Cash and cash-equivalent products. Many retail investors are seeking low-risk, high-liquidity community investments. Opening CDs or money market accounts at FDIC-insured CDFI banks or NCUA-insured CDFI Credit Unions are a convenient way to dip your toe in the community investment waters.
- Self-Help Credit Union, a 40-year-old depository financial institution has used deposits and other capital sources to drive over $9 billion in financing to individuals, families and businesses across North Carolina, South Carolina, Florida and Virginia. Self-Help Credit Union offers Money Market accounts and Community Recovery or Green CDs for retail investors.
- Hope Credit Union, a federally regulated, minority- and women-owned financial institution located across the Deep South is oftentimes the only depository institution in the communities it serves. An example is the town of Itta Bena, a small, majority Black Mississippi Delta town with a poverty rate of 42% and a median household income of $20,400. Working within areas of persistent poverty, Hope Credit Union must import capital from beyond its local geography to finance small businesses, housing, healthcare and other vital needs. Hope Credit Union offers Transformational Deposits CDs and Money Market accounts with rates comparable to conventional banks but with great social impact.
Fixed income products. In the past five years, CDFIs have consistently appeared in fixed income markets, including a handful that are S&P-rated and offered on a continuous basis.

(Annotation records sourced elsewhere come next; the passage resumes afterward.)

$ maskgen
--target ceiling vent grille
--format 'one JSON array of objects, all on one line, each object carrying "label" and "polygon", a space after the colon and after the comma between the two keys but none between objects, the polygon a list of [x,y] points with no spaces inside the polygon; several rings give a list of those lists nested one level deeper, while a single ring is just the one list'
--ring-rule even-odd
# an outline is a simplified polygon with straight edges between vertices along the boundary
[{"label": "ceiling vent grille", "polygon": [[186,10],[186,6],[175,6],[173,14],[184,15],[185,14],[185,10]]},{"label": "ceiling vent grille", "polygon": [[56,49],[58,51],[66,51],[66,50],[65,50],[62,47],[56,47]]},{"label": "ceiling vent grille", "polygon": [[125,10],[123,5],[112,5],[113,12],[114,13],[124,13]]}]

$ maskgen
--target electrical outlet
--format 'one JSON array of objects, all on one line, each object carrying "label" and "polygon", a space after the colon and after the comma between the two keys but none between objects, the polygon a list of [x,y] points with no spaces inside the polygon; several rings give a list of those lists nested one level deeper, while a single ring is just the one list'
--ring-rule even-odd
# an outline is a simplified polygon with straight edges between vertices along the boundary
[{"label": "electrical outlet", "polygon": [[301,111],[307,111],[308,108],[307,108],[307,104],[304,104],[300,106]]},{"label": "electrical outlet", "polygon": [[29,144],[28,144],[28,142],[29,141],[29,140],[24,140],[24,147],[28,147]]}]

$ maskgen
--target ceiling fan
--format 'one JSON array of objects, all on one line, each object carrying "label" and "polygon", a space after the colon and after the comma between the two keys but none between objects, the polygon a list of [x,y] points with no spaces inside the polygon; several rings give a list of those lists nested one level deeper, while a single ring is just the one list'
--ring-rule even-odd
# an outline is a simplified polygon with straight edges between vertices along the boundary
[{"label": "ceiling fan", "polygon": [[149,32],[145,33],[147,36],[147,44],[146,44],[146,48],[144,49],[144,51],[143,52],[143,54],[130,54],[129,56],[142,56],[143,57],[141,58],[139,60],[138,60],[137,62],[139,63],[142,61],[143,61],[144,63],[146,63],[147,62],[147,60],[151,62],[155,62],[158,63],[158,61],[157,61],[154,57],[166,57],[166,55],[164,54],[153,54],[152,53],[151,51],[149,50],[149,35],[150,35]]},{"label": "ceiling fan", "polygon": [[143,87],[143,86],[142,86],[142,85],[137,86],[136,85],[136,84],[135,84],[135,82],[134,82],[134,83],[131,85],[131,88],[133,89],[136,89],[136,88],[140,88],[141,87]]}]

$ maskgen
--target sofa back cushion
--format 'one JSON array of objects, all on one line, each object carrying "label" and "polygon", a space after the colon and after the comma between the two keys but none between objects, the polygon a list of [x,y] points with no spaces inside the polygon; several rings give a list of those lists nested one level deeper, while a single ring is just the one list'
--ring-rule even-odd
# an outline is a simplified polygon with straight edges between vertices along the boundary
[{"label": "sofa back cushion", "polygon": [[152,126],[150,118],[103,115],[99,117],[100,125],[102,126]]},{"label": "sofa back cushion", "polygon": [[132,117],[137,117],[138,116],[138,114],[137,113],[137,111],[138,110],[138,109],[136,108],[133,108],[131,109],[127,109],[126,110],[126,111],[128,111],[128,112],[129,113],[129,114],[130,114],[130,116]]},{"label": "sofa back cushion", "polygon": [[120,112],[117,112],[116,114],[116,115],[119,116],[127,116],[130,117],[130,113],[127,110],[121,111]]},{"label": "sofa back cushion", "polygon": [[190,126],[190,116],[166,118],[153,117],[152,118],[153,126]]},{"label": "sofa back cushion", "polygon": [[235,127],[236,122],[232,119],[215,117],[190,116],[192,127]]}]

- Local Initiatives Support Corporation (LISC) is issuing up to $150 million of S&P AA- rated-fixed income Impact Notes. The Notes are for general corporate purposes, including up to $10 million for our recently announced commitment to racial equity—Project 10X. Through Project 10X, LISC will invest in building equity and wealth for Black, Indigenous and People of Color (“BIPOC”). This includes investments in homeownership and small business ownership, building credit and savings, strengthening BIPOC-led financial institutions, investing in community assets and wellbeing, and supporting quality jobs with good wages and benefits.
LISC’s notes are available through Incapital, an underwriter and distributer of securities. Incapital enables individual investors to purchase LISC’s notes, offered through its InterNotes debt program, through their brokerage accounts. These notes are sold on Incapital’s Legacy Platform in $1,000 increments, with maturities ranging from 1-10 years, and at fixed rates of interest. Pricing is market driven and based off of similarly rated corporate financials. To learn more and obtain LISC’s prospectus and most recent pricing supplement, visit www.lisc.org/invest.
- Other S&P-rated notes include Capital Impact Investment Notes and Century Sustainable Impact Notes.
Equity products. CDFIs like Oportun and Amalgamated Bank offer equity products that retail investors may consider to round out their holistic community investment portfolio.
As every financial advisor knows, no financial product is risk-free. Each investment must be assessed based on the client’s individual parameters governed through their Investment Policy Statement.
CDFI investment products are a powerful arrow in the quiver of financial advisors with clients interested in community investing, social justice, and environmental justice. Since learning about community investing, I discovered that CDFIs like Fahe and Natural Capital Investment Fund actively lend into places like Martin County, Ken. where much of my family still resides. Places that are often disconnected from mainstream financial institutions, but are very much connected to their place-based dreams and potential.